My fortune and at times misfortune, is getting to the point. When there is no need to read between the lines to find meaning, then people know exactly where they stand.
dervish 03-29-07, 01:10 PM i agree with chloe darma. that exchange does not sound like a lie, it sounds like a simple misunderstanding. i can't speak for other instances that you refer to as lies but i get the impression that it is something similar to the example given. I to have difficult times articulating my thoughts in a way that others find coherent, it often makes sense to me. besides if you qualify your statement you are not lying nor are you backtracking you are simply clarifing what may be unclear. I would be very wary of your boyfriend if he accuses you of lying in situations like this, it sounds more like he is trying to undermine your self esteem. and how the hell would he know weather or not you checked your e mails, why does he care? these are red flags.

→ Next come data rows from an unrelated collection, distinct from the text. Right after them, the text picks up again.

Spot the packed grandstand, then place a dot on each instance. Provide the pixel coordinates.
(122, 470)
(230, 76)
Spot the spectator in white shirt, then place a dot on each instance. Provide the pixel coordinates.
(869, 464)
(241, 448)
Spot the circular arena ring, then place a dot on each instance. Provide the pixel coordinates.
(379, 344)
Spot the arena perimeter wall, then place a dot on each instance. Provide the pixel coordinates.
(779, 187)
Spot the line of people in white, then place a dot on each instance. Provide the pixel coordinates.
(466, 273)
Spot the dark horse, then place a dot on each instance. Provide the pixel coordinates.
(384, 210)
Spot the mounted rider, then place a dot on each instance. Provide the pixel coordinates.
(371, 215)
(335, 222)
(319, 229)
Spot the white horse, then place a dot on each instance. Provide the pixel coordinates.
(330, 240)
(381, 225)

and just to clarify my post i'm not suggesting your boyfriend is trying to assert some kind of control over you but you should take an objective look at his actions ask yourself is this a possiblity
MissKoala 03-29-07, 04:46 PM Thanks for the advise. I don't find that my boyfriend is controlling -- or at least that he is not trying to impose anything on me, however he is untrusting of me (for good reason, I used to lie about everything). A guy that seems just too friendly/flirty used to e-mail me, even if I did not respond. This caused a bit of upset after all of my lies were revealed, and this guy had resultantly e-mailed me on Tuesday... I told him about it, and it had made him anxious.
lunaslobo 03-30-07, 07:12 AM Thanks for the advise. I don't find that my boyfriend is controlling -- or at least that he is not trying to impose anything on me, however he is untrusting of me (for good reason, I used to lie about everything). A guy that seems just too friendly/flirty used to e-mail me, even if I did not respond. This caused a bit of upset after all of my lies were revealed, and this guy had resultantly e-mailed me on Tuesday... I told him about it, and it had made him anxious.
I have had similer problems most of my life. thru the years I have found that the things that I would lie about were to make myself look better. I felt that If people would see the real me that they would not like to be around me and that they would, like most of the people in my life would leave. this then would set up some exsuting monuvers. I had to keep track of what lie I told to what person and if they could uncover it or not. sometimes this ment that I had to not bearound some that I told really big lies to. It was not untill i started to believe in myself that this began to change. I still find my self starting to do this but not as much. I guess what I am trying to say is once you really start believing in you, this problem will be less or at least it will be easier for you to tell the lies from the truth and mabey not have to use them. After all no matter who we leave who leaves us we still need to be around ourselves. that is the most important realtionship, the one that can teach us how to treat others.